Open Problems / Research Directions

  • Multi-machine distribution — scaling across clusters while preserving PathMap locality
  • QuantiMORK — wavelet/multiresolution DAG encoding for neural structures
  • GPU/TPU acceleration via ByteFlow for dense numerical kernels
  • Community and third-party package ecosystem
  • Formal verification of ZAM correctness properties
  • Decko-compatible mutable-backend semantics — link delete, transactional history, RichText/file/permission mappings; MORK alone does not provide them, an adapter layer is required (AtomSpace cluster pilot Source 3 R3.G2)

Primary Sources

  • Goertzel, B. (2025).
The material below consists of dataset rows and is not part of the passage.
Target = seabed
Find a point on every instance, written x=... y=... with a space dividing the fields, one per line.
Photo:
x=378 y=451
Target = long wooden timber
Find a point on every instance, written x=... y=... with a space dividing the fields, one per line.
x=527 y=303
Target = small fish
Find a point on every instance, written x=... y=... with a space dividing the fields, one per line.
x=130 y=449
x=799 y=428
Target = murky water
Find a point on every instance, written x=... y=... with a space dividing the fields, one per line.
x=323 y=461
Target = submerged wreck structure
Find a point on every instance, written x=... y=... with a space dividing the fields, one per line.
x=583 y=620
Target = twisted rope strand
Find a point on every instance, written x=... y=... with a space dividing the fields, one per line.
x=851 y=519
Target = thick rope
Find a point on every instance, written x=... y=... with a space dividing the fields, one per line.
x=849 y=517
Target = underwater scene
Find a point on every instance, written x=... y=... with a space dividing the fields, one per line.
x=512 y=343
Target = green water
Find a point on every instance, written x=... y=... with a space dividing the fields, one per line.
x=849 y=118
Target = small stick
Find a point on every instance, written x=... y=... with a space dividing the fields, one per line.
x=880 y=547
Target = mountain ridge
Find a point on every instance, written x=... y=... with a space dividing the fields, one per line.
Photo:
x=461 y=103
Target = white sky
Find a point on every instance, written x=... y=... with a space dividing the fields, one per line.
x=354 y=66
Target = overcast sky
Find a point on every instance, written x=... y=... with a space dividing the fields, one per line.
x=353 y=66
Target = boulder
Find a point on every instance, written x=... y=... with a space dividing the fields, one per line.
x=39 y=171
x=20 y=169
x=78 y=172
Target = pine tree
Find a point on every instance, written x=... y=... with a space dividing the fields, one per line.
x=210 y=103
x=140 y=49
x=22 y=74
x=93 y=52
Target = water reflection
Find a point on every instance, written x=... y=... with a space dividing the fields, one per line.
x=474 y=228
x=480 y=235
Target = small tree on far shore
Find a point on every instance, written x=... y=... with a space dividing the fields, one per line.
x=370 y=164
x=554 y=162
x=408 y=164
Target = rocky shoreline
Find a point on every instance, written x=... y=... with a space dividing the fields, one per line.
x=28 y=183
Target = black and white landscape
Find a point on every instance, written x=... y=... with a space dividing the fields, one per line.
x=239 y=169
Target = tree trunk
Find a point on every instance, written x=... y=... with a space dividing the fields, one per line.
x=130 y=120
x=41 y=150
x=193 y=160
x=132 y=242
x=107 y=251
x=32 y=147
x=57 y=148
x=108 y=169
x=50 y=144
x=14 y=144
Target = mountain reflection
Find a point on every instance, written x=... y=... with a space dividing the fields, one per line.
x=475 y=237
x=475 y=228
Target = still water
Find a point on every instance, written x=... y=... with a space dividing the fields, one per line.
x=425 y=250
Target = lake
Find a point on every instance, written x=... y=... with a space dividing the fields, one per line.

Hyperon for AGI⇒ASI Whitepaper, §2.3, §3.6.
  • Goertzel, B. (2025). Articulating Conditions Where ZAM/MORK Yield Benefit. RawData.
  • Goertzel, B. (2025). From Path Algebra in MORK to Tensor Logic on GPUs. RawData.
  • Goertzel, B. (2025). Slot-Centric Indexing vs. Permutation Explosion. RawData.
  • Peyton Jones, S. et al. Triemaps that Match.
  • See also: MORK Theory Publication Map.
  • AtomSpace Backend Integration Cluster Pilot (2026-04-29) — cluster archive at scripts/archive/atomspace_pilot/; Source 3 reconciliation is the canonical record for the corrections on this card.